More information here

The rapidly-growing large language model (LLM) applications to L2 instruction and assessment in recent years informs explorations of options for timely provision of fine-grained feedback on traditionally underexplored, complex task types such as summary writing. Yet, key validity issues such as the consistency between LLM ratings and instructor ratings and effects of different prompts for automated scoring and feedback on the consistency require careful examination. The present study addressed exactly these issues, specifically focusing on checklist-based rating on main idea representation in written summaries (Kintsch & van Dijk, 1978; van Dijk & Kintsch, 1983). Ninety-seven summaries written in English by undergraduates in Japan were analyzed. Two writing course instructors rated all summaries with partial double rating.
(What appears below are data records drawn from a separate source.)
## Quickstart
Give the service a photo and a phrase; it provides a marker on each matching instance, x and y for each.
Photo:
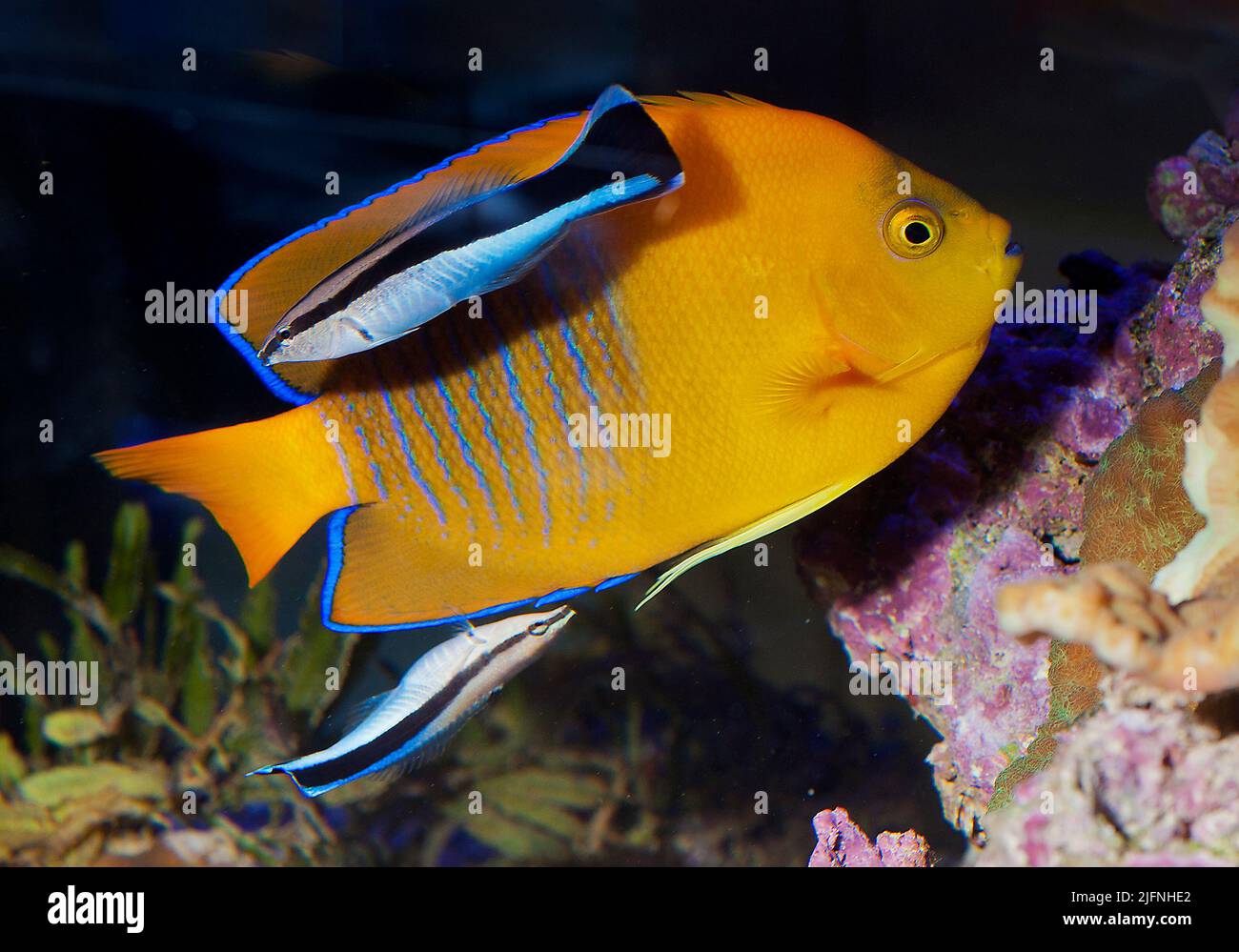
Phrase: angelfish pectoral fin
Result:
(747, 533)
(486, 239)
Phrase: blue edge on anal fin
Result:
(274, 383)
(335, 564)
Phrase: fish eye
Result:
(912, 228)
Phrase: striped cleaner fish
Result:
(803, 306)
(413, 723)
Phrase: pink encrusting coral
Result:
(842, 843)
(1134, 785)
(1188, 191)
(911, 564)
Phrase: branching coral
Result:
(1111, 608)
(1135, 507)
(1188, 190)
(1182, 633)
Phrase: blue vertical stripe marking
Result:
(509, 374)
(487, 420)
(455, 423)
(414, 470)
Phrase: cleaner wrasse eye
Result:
(773, 321)
(445, 687)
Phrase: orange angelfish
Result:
(775, 316)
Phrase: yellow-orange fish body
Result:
(757, 317)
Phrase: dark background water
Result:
(164, 175)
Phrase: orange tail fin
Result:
(265, 482)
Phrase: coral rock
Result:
(1132, 786)
(842, 843)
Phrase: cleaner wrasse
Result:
(445, 687)
(803, 306)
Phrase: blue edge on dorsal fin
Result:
(286, 392)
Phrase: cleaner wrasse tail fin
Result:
(265, 482)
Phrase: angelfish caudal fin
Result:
(265, 482)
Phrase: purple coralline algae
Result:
(909, 563)
(842, 843)
(1145, 782)
(1188, 191)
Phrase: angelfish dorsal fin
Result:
(475, 225)
(472, 242)
(258, 294)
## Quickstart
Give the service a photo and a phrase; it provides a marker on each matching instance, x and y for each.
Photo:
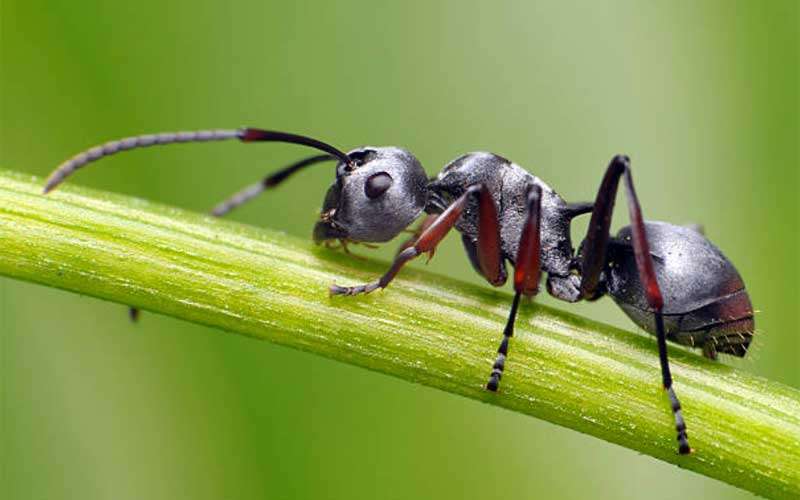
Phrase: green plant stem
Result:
(424, 328)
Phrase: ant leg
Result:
(526, 279)
(594, 257)
(425, 243)
(417, 232)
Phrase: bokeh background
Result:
(702, 95)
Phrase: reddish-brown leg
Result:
(436, 231)
(594, 260)
(526, 279)
(417, 232)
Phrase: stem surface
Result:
(424, 328)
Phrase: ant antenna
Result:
(142, 141)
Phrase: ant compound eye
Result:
(377, 184)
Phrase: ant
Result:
(670, 280)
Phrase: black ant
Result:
(670, 280)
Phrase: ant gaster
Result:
(670, 280)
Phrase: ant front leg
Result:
(594, 260)
(526, 278)
(426, 242)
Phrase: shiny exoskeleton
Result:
(670, 280)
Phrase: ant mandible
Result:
(670, 280)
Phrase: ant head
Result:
(375, 196)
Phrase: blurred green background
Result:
(702, 95)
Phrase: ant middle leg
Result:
(526, 279)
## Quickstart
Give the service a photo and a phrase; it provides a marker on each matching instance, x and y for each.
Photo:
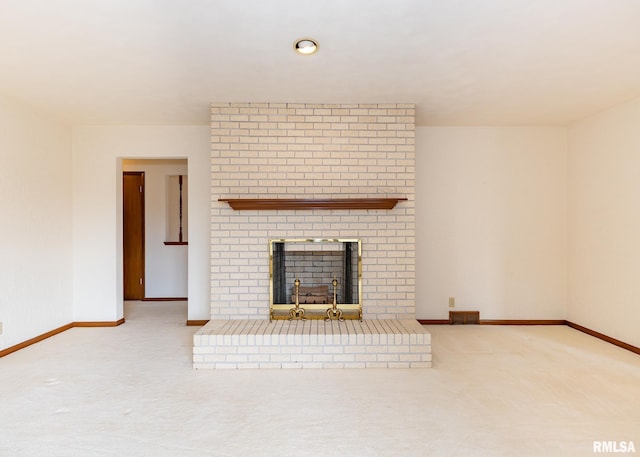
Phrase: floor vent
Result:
(464, 317)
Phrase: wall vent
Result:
(464, 317)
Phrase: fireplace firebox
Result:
(315, 279)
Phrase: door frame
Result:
(141, 291)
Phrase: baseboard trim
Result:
(49, 334)
(433, 321)
(522, 322)
(165, 299)
(498, 321)
(99, 323)
(604, 337)
(198, 323)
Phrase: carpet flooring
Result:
(493, 391)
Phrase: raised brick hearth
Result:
(383, 343)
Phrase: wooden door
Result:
(133, 234)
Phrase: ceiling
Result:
(462, 62)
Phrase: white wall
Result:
(35, 224)
(97, 218)
(166, 267)
(491, 221)
(604, 223)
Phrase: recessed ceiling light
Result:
(306, 46)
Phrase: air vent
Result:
(464, 317)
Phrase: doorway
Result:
(133, 236)
(157, 265)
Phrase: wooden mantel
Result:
(310, 203)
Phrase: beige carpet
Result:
(493, 391)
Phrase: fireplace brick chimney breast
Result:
(297, 150)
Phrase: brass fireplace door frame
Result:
(314, 310)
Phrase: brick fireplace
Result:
(311, 151)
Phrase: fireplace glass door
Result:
(315, 279)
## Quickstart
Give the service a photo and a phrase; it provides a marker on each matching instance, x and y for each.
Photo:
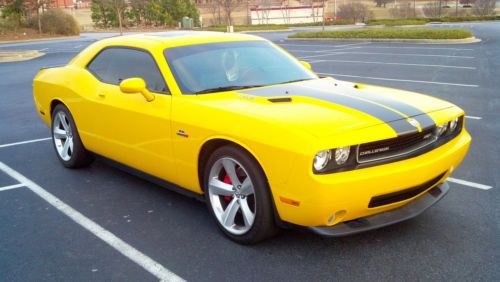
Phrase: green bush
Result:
(388, 34)
(397, 22)
(277, 26)
(56, 21)
(464, 19)
(249, 27)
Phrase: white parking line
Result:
(473, 117)
(24, 142)
(317, 45)
(402, 80)
(470, 184)
(399, 64)
(10, 187)
(404, 54)
(430, 48)
(382, 47)
(125, 249)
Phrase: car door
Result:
(130, 129)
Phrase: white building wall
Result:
(284, 15)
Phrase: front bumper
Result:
(408, 211)
(328, 200)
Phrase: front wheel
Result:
(66, 140)
(238, 196)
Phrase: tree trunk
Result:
(39, 20)
(324, 15)
(119, 13)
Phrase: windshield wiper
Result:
(295, 80)
(226, 88)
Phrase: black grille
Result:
(397, 146)
(403, 194)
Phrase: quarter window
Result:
(112, 65)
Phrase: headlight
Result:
(321, 159)
(453, 124)
(441, 129)
(342, 155)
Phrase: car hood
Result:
(325, 107)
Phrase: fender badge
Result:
(414, 122)
(181, 133)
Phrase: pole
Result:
(335, 9)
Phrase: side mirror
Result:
(306, 64)
(136, 85)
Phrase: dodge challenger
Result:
(240, 123)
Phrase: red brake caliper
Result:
(227, 180)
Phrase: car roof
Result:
(170, 39)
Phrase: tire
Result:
(66, 140)
(243, 210)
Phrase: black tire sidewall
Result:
(263, 226)
(79, 157)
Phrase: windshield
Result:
(214, 67)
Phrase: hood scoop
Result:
(280, 100)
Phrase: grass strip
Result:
(387, 34)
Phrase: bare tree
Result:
(36, 6)
(119, 6)
(214, 8)
(229, 6)
(265, 10)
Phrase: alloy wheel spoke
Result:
(230, 213)
(70, 141)
(59, 133)
(248, 215)
(230, 168)
(62, 118)
(65, 149)
(220, 188)
(246, 187)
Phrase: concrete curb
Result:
(427, 41)
(40, 39)
(17, 56)
(263, 31)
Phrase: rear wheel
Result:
(67, 143)
(238, 196)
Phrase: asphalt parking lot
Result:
(102, 224)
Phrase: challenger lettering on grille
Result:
(374, 151)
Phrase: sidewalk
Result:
(16, 56)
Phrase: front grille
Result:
(403, 194)
(394, 147)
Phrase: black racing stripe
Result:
(388, 116)
(424, 119)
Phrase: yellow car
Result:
(267, 142)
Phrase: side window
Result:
(112, 65)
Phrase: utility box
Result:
(187, 23)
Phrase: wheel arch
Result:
(53, 105)
(209, 146)
(213, 144)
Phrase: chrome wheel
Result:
(62, 136)
(232, 196)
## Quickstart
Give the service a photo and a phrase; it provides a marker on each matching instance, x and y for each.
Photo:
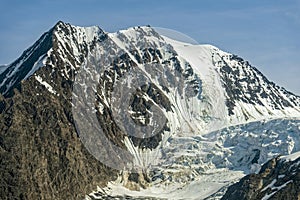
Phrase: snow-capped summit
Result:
(212, 117)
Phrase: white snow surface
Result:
(205, 150)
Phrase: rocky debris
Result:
(277, 179)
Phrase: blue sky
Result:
(264, 32)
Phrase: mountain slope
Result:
(277, 179)
(76, 82)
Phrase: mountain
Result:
(278, 179)
(86, 113)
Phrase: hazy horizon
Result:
(264, 33)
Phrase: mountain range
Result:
(137, 115)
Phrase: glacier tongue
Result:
(203, 166)
(236, 122)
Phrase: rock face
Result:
(194, 89)
(42, 156)
(278, 179)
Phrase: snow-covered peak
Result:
(67, 31)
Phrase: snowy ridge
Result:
(195, 152)
(224, 119)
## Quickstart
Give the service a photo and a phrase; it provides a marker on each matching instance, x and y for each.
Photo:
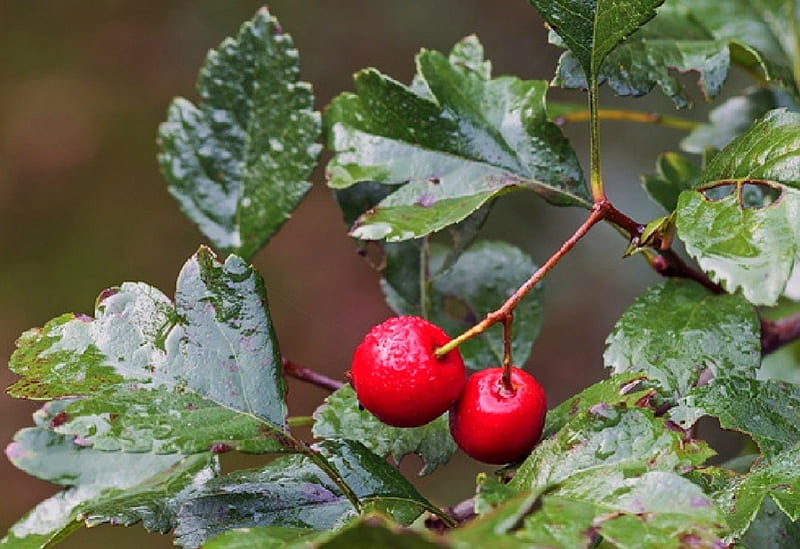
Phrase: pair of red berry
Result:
(398, 378)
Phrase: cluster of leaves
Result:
(145, 395)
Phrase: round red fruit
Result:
(496, 424)
(398, 378)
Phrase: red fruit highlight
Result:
(398, 378)
(496, 425)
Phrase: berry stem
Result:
(598, 213)
(507, 322)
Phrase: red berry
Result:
(494, 424)
(397, 377)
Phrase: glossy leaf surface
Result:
(341, 418)
(477, 282)
(674, 174)
(768, 411)
(150, 369)
(592, 29)
(239, 163)
(293, 492)
(748, 238)
(455, 140)
(677, 329)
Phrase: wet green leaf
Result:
(340, 418)
(631, 440)
(478, 282)
(748, 238)
(768, 411)
(239, 163)
(677, 329)
(692, 36)
(772, 529)
(592, 29)
(732, 118)
(454, 140)
(293, 492)
(778, 477)
(674, 174)
(150, 369)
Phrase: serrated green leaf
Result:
(149, 369)
(239, 163)
(732, 118)
(693, 36)
(768, 411)
(677, 329)
(265, 537)
(293, 492)
(456, 139)
(771, 529)
(749, 238)
(340, 418)
(592, 29)
(778, 477)
(92, 477)
(657, 510)
(631, 440)
(627, 388)
(674, 174)
(478, 282)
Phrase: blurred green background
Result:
(83, 87)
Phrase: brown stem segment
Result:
(310, 376)
(597, 214)
(777, 333)
(630, 116)
(507, 322)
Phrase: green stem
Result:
(796, 35)
(332, 473)
(300, 421)
(595, 177)
(449, 521)
(424, 279)
(673, 122)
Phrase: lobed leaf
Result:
(658, 509)
(93, 479)
(677, 329)
(699, 36)
(341, 418)
(674, 174)
(627, 387)
(748, 238)
(461, 294)
(201, 374)
(733, 117)
(293, 492)
(451, 142)
(239, 163)
(591, 30)
(371, 531)
(768, 411)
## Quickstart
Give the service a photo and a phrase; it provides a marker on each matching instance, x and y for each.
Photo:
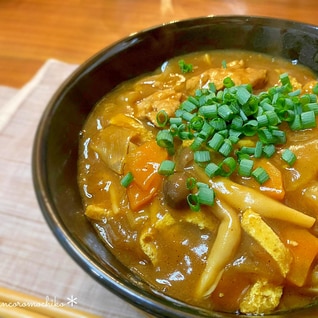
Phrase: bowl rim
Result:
(127, 291)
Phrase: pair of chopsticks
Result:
(14, 304)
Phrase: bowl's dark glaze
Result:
(56, 142)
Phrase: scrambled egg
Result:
(253, 225)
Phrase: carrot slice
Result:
(143, 162)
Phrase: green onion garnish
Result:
(216, 121)
(205, 196)
(202, 156)
(162, 118)
(245, 167)
(193, 202)
(184, 67)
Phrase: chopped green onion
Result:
(289, 157)
(196, 144)
(218, 123)
(164, 139)
(184, 67)
(315, 89)
(175, 121)
(226, 148)
(245, 167)
(243, 95)
(212, 170)
(227, 82)
(127, 179)
(166, 168)
(260, 175)
(196, 123)
(208, 111)
(269, 150)
(201, 156)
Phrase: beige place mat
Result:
(31, 259)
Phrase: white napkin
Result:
(31, 259)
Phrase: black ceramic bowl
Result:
(56, 143)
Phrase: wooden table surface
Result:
(32, 31)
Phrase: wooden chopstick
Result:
(16, 304)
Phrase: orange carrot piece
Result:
(144, 163)
(273, 187)
(304, 248)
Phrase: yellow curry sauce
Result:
(254, 248)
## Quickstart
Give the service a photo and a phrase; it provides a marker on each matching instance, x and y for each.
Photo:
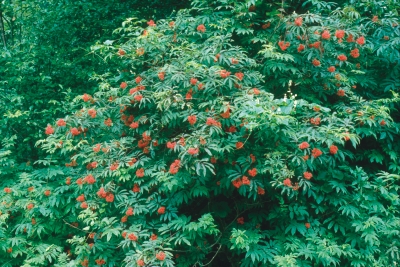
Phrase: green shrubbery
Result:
(221, 136)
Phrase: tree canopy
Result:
(209, 133)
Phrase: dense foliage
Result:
(231, 133)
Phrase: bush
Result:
(224, 139)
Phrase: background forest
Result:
(199, 133)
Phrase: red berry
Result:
(161, 210)
(160, 256)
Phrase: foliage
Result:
(230, 133)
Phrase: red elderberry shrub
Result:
(300, 48)
(132, 161)
(304, 145)
(151, 23)
(114, 166)
(260, 191)
(129, 211)
(341, 92)
(239, 75)
(193, 81)
(160, 256)
(7, 190)
(234, 61)
(138, 97)
(86, 97)
(192, 120)
(101, 193)
(138, 79)
(140, 173)
(201, 28)
(360, 40)
(226, 114)
(108, 122)
(342, 57)
(80, 198)
(239, 145)
(49, 130)
(161, 210)
(174, 168)
(315, 121)
(97, 148)
(316, 152)
(90, 179)
(92, 113)
(256, 91)
(266, 25)
(100, 262)
(325, 35)
(253, 172)
(287, 182)
(212, 122)
(132, 237)
(74, 131)
(224, 74)
(161, 76)
(339, 34)
(245, 180)
(123, 85)
(307, 175)
(134, 125)
(237, 183)
(316, 62)
(333, 149)
(298, 21)
(110, 197)
(121, 52)
(61, 122)
(355, 53)
(193, 151)
(283, 45)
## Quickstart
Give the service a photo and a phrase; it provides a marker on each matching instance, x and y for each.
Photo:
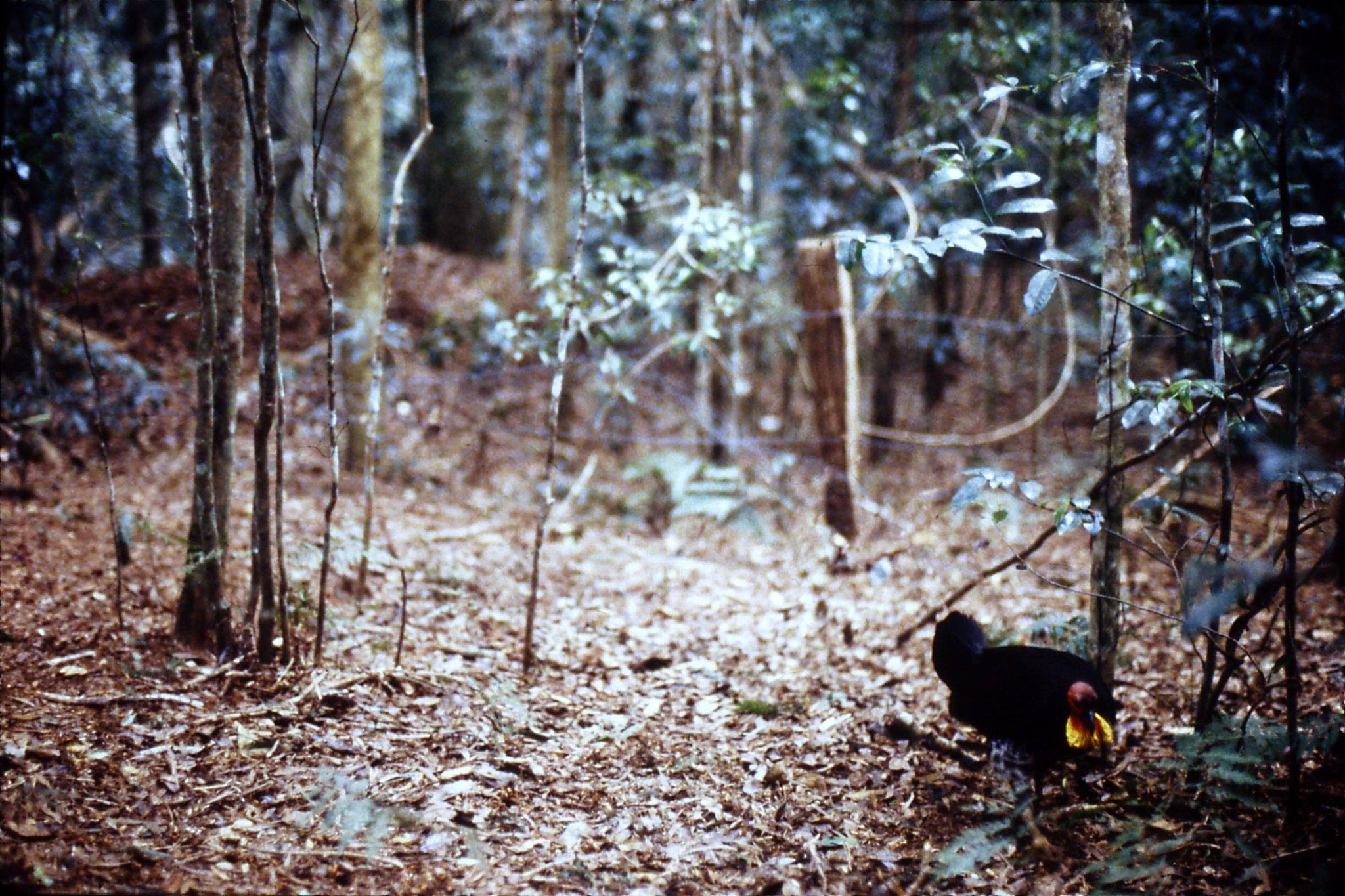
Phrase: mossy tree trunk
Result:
(361, 257)
(1114, 332)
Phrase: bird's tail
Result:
(958, 643)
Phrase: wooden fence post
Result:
(829, 340)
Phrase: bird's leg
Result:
(1039, 840)
(1024, 775)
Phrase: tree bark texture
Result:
(827, 303)
(361, 251)
(558, 178)
(229, 211)
(202, 606)
(268, 375)
(148, 26)
(1114, 331)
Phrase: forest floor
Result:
(716, 707)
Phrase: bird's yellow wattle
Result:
(1080, 736)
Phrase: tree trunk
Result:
(229, 210)
(268, 378)
(148, 26)
(201, 606)
(359, 246)
(516, 146)
(1114, 331)
(558, 178)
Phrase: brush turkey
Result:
(1032, 703)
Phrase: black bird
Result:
(1040, 704)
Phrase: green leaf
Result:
(1017, 181)
(997, 92)
(1325, 278)
(1040, 289)
(757, 708)
(1026, 206)
(1305, 219)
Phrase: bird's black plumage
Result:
(1019, 694)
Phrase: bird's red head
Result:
(1086, 730)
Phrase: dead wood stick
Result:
(123, 698)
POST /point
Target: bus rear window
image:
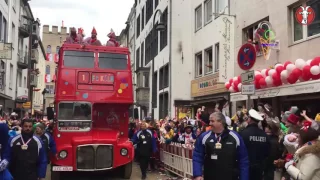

We then developed six prompts by manipulating two features: the amount of information included (three types including few-shot); and the order in which rating and its explanation were generated in the LLM output (two types). By employing OpenAI GPT- 4 turbo through Open AI API, we examined the instructor vs. LLM rating consistency based on agreement indices and confusion matrices. Results showed satisfactory levels of agreement for low-stakes purposes for certain prompt type-by-item combinations, with a notable effect of the amount of information included in the prompt. LLM ratings were also found to be generally harsher than human ratings. Key results will be discussed along with qualitative analysis results of the LLM output as well as study implications for LLM analysis of checklists and their applications to granular feedback provision.